Emblaze - Interactive Embedding Comparison

Related tags

Overview

Emblaze - Interactive Embedding Comparison

Emblaze is a Jupyter notebook widget for visually comparing embeddings using animated scatter plots. It bundles an easy-to-use Python API for performing dimensionality reduction on multiple sets of embedding data (including aligning the results for easier comparison), and a full-featured interactive platform for probing and comparing embeddings that runs within a Jupyter notebook cell.

Installation

Compatibility Note: Note that this widget has been tested using Python >= 3.7. If you are using JupyterLab, please make sure you are running version 3.0 or higher. The widget currently does not support displaying in the VS Code interactive notebook environment.

Install Emblaze using pip:

pip install emblaze

The widget should work out of the box when you run jupyter lab (see example code below).

Jupyter Notebook note: If you are using Jupyter Notebook 5.2 or earlier, you may also need to enable the nbextension:

jupyter nbextension enable --py --sys-prefix emblaze

Standalone Demo

Although the full application is designed to work as a Jupyter widget, you can run a standalone version with most of the available features directly in your browser. To do so, simply run the following command after pip-installing the package (note: you do not need to clone the repository to run the standalone app):

python -m emblaze.server

Visit localhost:5000 to see the running application. This will allow you to view two demo datasets: one showing five different t-SNE projections of a subset of MNIST digits, and one showing embeddings of the same 5,000 words according to three different data sources (Google News, Wikipedia, and Twitter). To add your own datasets to the standalone app, you can create a directory containing your saved comparison JSON files (see Saving and Loading below), then pass it as a command-line argument:

python -m emblaze.server /path/to/comparisons

Examples

Please see examples/example.ipynb to try using the Emblaze widget on the Boston housing prices or MNIST (TensorFlow import required) datasets.

Example 1: Multiple projections of the same embedding dataset. This can reveal areas of variation in the dimensionality reduction process, since tSNE and UMAP are randomized algorithms.

import emblaze
from emblaze.utils import Field, ProjectionTechnique

# X is an n x k array, Y is a length-n array
X, Y = ...

# Represent the high-dimensional embedding
emb = emblaze.Embedding({Field.POSITION: X, Field.COLOR: Y})
# Compute nearest neighbors in the high-D space (for display)
emb.compute_neighbors(metric='cosine')

# Generate UMAP 2D representations - you can pass UMAP parameters to project()
variants = emblaze.EmbeddingSet([
    emb.project(method=ProjectionTechnique.UMAP) for _ in range(10)
])
# Compute neighbors again (to indicate that we want to compare projections)
variants.compute_neighbors(metric='euclidean')

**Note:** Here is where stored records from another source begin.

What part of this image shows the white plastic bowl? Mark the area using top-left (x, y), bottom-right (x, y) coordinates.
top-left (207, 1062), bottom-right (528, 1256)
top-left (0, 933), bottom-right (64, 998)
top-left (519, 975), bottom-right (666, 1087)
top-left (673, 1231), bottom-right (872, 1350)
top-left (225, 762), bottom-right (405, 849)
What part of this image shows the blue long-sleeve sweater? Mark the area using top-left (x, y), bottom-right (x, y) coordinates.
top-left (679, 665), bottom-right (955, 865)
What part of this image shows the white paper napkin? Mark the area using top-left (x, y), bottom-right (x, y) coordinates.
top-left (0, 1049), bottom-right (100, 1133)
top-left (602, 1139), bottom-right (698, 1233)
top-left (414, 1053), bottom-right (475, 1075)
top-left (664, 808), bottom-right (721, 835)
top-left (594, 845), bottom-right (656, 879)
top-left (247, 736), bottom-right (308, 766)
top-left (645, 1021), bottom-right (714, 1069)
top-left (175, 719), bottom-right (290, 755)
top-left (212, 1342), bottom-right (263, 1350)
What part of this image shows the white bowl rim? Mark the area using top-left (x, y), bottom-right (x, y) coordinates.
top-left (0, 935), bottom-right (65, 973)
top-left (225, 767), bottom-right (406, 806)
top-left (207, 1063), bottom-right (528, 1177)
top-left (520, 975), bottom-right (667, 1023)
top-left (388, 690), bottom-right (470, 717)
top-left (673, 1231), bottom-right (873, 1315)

w = emblaze.Viewer(embeddings=variants)
w

Example 2: Multiple embeddings of the same data from different models. This is useful to see how different models embed data differently.

# Xs is a list of n x k arrays corresponding to different embedding spaces
Xs = ...
# Y is a length-n array of labels for color-coding
Y = ...
# List of strings representing the name of each embedding space (e.g.
# "Google News", "Wikipedia", "Twitter"). Omit to use generic names
embedding_names = [...]

# Make high-dimensional embedding objects
embeddings = emblaze.EmbeddingSet([
    emblaze.Embedding({Field.POSITION: X, Field.COLOR: Y}, label=emb_name)
    for X, emb_name in zip(Xs, embedding_names)
])
embeddings.compute_neighbors(metric='cosine')

# Make aligned UMAP
reduced = embeddings.project(method=ProjectionTechnique.ALIGNED_UMAP)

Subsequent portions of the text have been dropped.